8.1.3 Simple Debugging

These simple methods should find a majority of your bugs:

  1. Set keyword &DUMP nonzero, or use command line option /D to get an end-of-run dump. Examine it closely for reasonable values and variable names. Dumps can also be produced at any time during execution by calling the built-in function DUMP.

  2. Use keyword &STLIMIT to end execution after a fixed number of statements.

  3. Use the keyboard Control-C key to interrupt a program which is looping endlessly, and record the statement number.

  4. Use the GOTO :F(ERROR) to detect unexpected failures and data errors. Do not define the label ERROR -- SNOBOL4 will display the statement number of the error if an attempt is made to transfer to label ERROR.

  5. Assign values to OUTPUT to monitor data values. Use immediate assignment and cursor assignment (to OUTPUT) to observe the operation of a pattern match.

  6. Produce end-of-run statistics with the command line option /S. Are the number and kind of operations reasonable?
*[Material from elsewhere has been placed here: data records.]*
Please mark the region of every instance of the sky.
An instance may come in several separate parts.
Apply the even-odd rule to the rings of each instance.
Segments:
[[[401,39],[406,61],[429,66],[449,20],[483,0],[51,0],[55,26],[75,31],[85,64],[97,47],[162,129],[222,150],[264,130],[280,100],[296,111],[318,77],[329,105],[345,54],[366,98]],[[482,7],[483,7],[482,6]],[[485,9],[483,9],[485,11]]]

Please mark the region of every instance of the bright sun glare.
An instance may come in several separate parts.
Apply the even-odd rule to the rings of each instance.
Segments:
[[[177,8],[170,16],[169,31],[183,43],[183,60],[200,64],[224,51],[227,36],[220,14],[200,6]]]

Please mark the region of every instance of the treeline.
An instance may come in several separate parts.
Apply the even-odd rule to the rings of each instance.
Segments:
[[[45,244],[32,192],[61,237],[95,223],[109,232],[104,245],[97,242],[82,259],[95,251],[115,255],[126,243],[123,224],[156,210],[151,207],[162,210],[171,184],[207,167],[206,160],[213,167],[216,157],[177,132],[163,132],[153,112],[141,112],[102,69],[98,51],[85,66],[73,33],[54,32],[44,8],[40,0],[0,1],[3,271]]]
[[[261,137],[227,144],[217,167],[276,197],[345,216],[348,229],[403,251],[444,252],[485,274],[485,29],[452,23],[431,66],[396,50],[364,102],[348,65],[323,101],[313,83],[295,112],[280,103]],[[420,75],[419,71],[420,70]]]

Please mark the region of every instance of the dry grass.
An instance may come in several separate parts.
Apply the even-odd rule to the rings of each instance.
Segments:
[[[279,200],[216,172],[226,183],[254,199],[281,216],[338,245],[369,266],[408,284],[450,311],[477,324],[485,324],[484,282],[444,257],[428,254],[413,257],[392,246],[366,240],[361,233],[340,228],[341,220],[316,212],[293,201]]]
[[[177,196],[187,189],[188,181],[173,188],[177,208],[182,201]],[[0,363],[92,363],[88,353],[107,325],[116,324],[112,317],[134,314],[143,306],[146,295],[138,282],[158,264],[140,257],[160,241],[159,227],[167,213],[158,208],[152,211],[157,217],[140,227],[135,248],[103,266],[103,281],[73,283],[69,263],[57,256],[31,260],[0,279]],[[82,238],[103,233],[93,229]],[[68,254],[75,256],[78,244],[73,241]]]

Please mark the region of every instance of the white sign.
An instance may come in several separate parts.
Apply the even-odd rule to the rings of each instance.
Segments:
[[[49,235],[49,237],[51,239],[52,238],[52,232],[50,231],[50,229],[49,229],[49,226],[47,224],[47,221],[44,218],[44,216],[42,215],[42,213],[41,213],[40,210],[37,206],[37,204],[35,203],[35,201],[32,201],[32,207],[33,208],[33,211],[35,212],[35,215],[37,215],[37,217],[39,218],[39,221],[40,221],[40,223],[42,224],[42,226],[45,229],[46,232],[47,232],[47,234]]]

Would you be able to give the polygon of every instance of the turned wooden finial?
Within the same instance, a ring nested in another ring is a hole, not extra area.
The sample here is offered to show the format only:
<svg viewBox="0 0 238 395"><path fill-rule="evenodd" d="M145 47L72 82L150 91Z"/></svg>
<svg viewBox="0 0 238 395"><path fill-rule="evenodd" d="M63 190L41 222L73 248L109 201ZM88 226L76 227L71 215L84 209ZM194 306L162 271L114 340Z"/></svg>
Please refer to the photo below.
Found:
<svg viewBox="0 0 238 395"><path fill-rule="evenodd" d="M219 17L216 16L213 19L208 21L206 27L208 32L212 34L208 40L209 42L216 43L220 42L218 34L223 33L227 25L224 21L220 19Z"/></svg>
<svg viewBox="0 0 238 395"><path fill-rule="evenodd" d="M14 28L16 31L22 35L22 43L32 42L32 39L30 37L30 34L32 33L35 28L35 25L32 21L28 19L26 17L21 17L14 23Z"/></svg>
  7. Use the CODE.SNO program to setup simple test cases. This is particularly useful when pattern-matching statements do not behave as expected.

More subtle errors can be pinpointed using SNOBOL4's trace facility, described below.

8.2 EXECUTION TRACING

Tracing the flow of control and data in a program is usually the best way to find difficult problems. SNOBOL4 allows tracing of data in variables and some keywords, transfers of control to specified labels, and function calls and returns. Two keywords control tracing: &FTRACE and &TRACE.

8.2.1 Function Tracing

Keyword &FTRACE is set nonzero to produce a trace message each time a program-defined function is called or returns. The trace message displays the statement number where the action occurred, the name of the function, and the values of its arguments. Function returns display the type of return and value, if any. Each trace message decrements &FTRACE by one, and tracing ends when &FTRACE reaches zero. A typical trace messages looks like this:

    STATEMENT 39: LEVEL 0 CALL OF SHIFT('SKYBLUE',3),TIME = 140
    STATEMENT 12: LEVEL 1 RETURN OF SHIFT = 'BLUESKY',TIME = 141
The level number is the overall function call depth. The program execution time in tenths of a second is also provided.

8.2.2 Selective Tracing

Keyword &TRACE will also produce trace messages when it is set nonzero. However, the TRACE function must be called to specify what is to be traced. Tracing can be selectively ended by using the STOPTR function. The TRACE function call takes the form:

    TRACE(name, type, string, function)
The name of the item being traced is specified using a string or the unary name operator. Besides variables, it is also possible to trace a particular element of an array or table:
    TRACE('VAR1', ...
    TRACE(.A<2,5>, ...
    TRACE('SHIFT', ...
"Type" is a string describing the kind of trace to be performed. If omitted, a VALUE trace is assumed:
'VALUE' Trace whenever name has a value assigned to it. Assignment statements, as well as conditional and immediate assignments within pattern matching will all produce trace messages.
'CALL' Produce a trace whenever function name is called.
'RETURN' Produce a trace whenever function name returns.
'FUNCTION' Combine the previous two types: trace both calls and returns of function name.
'LABEL' Produce a trace when a GOTO transfer to statement name occurs. Flowing sequentially into the labeled statement does not produce a trace.
'KEYWORD' Produce a trace when keyword name's value is changed by the system. The name is specified without an ampersand. Only keywords &ERRTYPE, &FNCLEVEL, &STCOUNT, and &STFCOUNT may be traced.
When the first argument is specified with the unary name operator, the third argument, string, will be displayed to identify the item being traced:
    TRACE(.T<"zip">, "VALUE", "Table entry 'zip'")
The last argument, function, is usually omitted. Its use is described in the next section.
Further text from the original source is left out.